Wenn der Zahnarzt an der Ausführung seiner Tätigkeit aufgrund von Urlaub, Krankheit oder sonstigen Gründen gehindert ist, stellt sich regelmäßig die Frage nach einem Vertreter. Ob dieser als selbstständig gelten kann oder angestellt sein muss, bestimmen die genauen Vertragsdetails genauso wie die tatsächliche gelebte Kooperation, wie einige aktuelle Urteile zeigen.


Vertretung Zahnarztpraxis selbstständig angestellt

Urlaub, Krankheit und Co.: Bei Ausfällen brauchen Praxen eine Vertreterregelung. Doch können Vertreter selbstständig arbeiten, oder müssen sie angestellt werden? © FatCamera


Traditionell wurden und werden Vertreter in zahnärztlichen Praxen als freiberufliche Vertreter beschäftigt. Dies gilt für die Urlaubs- und Krankheitsvertretung ebenso wie für die Vertretung in der Zahnarztpraxis oder MVZ im Notdienst. Die aktuelle Rechtsprechung der Sozialgerichte lässt jedoch aufhorchen. Nach den Honorararzturteilen des Bundessozialgerichts aus dem Jahre 2019 wurde jüngst durch das LSG Berlin-Brandenburg (Beschluss vom 07.02.2020 – 9 BA 92/18) zu einem Vertretungsarzt im MVZ entschieden, dass dieser sozialversicherungspflichtig beschäftigt ist.

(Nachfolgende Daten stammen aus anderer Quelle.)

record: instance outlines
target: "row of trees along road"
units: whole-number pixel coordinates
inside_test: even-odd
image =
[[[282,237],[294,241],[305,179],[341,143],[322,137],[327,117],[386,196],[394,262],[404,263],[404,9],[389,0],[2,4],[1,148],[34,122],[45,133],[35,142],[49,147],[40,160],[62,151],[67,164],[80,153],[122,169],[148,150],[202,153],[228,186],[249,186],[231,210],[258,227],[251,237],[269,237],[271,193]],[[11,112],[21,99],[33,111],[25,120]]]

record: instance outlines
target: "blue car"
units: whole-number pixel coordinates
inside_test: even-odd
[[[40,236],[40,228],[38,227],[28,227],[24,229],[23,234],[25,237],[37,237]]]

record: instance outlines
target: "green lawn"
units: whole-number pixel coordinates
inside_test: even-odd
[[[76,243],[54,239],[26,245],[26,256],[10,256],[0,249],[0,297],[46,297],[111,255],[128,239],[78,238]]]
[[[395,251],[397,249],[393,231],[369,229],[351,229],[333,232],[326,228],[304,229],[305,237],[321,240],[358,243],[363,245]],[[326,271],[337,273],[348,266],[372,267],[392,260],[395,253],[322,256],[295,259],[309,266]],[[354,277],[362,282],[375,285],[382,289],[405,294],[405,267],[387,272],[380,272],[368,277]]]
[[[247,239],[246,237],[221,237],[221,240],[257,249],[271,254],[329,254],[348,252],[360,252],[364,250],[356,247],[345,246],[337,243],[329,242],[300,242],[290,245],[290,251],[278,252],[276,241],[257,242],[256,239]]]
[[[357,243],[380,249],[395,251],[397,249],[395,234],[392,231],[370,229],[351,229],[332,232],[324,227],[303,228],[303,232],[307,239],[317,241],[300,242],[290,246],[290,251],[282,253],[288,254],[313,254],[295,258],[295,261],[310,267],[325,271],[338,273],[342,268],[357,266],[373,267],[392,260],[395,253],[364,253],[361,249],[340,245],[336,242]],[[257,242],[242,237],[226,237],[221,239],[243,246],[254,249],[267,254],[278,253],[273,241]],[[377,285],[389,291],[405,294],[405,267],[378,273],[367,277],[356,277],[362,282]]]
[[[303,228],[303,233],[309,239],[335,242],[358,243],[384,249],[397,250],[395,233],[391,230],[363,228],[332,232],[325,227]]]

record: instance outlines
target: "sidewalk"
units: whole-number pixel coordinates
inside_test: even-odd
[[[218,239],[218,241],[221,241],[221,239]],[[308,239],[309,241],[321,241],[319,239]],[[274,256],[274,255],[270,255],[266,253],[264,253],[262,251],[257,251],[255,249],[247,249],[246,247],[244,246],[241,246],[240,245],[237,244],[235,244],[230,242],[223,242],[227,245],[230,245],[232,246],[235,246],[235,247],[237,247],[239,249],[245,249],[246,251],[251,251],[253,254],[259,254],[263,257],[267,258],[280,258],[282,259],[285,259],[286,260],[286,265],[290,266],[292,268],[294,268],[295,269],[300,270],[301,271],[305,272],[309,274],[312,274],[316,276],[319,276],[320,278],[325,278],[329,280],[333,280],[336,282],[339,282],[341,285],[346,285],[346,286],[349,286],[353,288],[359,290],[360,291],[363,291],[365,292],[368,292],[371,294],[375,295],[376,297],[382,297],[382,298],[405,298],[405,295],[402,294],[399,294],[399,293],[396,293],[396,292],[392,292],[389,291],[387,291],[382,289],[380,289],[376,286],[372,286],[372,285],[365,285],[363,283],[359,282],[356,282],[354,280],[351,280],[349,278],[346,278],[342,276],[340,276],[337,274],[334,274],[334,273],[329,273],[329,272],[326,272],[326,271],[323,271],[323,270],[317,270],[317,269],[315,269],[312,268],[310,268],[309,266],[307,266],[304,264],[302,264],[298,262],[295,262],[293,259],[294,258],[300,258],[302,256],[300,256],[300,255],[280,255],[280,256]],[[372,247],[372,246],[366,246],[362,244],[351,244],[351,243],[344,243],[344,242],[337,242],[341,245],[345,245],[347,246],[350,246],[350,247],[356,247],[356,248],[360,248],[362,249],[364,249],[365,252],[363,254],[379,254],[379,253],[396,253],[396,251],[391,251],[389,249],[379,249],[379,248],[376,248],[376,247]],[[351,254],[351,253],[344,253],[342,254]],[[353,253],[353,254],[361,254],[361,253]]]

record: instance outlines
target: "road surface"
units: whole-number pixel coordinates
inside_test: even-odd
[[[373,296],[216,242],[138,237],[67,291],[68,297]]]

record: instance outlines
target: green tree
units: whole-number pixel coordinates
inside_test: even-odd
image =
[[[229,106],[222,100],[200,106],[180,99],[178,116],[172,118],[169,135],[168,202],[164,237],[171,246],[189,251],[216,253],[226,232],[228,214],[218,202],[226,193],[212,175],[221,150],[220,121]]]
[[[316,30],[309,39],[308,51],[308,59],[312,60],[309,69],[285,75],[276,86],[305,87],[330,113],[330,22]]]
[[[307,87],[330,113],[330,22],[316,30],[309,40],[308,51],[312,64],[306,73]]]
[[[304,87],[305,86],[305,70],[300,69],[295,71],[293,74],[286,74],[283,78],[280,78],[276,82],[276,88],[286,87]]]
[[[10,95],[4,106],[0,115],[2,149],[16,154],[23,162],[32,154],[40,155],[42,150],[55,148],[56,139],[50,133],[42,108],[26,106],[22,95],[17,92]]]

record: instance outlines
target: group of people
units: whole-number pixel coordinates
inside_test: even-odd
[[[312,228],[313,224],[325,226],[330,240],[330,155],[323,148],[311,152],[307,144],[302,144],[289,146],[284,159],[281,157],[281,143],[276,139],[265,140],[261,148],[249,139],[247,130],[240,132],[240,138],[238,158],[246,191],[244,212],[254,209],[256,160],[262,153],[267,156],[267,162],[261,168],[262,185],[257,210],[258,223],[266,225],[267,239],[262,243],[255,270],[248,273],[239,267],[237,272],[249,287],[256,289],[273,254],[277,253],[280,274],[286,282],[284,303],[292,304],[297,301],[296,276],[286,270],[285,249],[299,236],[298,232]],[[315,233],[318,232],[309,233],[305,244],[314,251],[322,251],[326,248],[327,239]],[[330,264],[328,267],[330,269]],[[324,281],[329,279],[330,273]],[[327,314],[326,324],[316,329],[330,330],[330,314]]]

Nach dem amtlichen Leitsatz sei ein ausschließlich zeitlich befristet als Vertretungsarzt im MVZ tätiger Arzt, der einbestellte Patienten behandelt und in die vom MVZ bereitgestellte Infrastruktur organisatorisch, personell und sachlich vollständig eingebunden ist sowie nach Stunden bezahlt wird, als abhängig Beschäftigter sozialversicherungspflichtig. Aus dem Vertragsarztrecht, insbesondere dem vertragsärztlichen Zulassungsrecht, folge nicht, dass der vertretungsweise tätige Arzt im MVZ zwingend selbstständig sein müsse.

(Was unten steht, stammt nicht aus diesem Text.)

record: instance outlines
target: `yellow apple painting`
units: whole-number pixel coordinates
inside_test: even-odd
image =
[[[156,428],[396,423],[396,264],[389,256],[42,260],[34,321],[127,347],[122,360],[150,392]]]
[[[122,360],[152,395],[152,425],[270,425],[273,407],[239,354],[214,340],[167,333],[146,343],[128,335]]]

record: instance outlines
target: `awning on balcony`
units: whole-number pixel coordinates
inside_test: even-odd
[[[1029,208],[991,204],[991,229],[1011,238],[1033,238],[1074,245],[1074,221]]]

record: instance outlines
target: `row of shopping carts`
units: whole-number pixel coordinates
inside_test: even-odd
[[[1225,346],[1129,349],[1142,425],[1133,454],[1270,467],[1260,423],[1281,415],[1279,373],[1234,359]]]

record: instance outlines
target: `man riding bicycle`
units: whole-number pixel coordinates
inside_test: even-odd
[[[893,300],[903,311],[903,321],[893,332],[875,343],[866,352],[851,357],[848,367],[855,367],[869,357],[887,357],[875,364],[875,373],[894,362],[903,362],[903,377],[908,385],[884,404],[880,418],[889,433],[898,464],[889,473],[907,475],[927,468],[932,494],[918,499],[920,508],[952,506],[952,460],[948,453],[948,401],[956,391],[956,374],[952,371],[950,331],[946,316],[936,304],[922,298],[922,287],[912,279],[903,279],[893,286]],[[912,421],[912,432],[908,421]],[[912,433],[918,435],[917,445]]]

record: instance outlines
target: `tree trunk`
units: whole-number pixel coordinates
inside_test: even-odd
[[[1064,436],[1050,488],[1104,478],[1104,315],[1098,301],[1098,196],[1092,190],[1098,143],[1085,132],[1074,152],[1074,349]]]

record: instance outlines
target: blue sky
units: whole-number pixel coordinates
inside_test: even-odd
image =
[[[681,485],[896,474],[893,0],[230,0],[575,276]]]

Tatsächliches Dienstleistungsverhältnis maßgeblich

Hintergrund des Verfahrens war ein durch den Vertreter angestrengtes Statusfeststellungsverfahren. Die Deutsche Rentenversicherung kam zu dem Ergebnis, dass es sich um eine abhängige Beschäftigung handele, in deren Rahmen Versicherungspflicht in der Kranken-, Pflege- und Rentenversicherung bestünde. Die dagegen gerichtete Klage wurde durch das Sozialgericht abgewiesen. Über die dagegen eingelegte Berufung entschied das LSG Berlin-Brandenburg einstimmig durch Beschluss.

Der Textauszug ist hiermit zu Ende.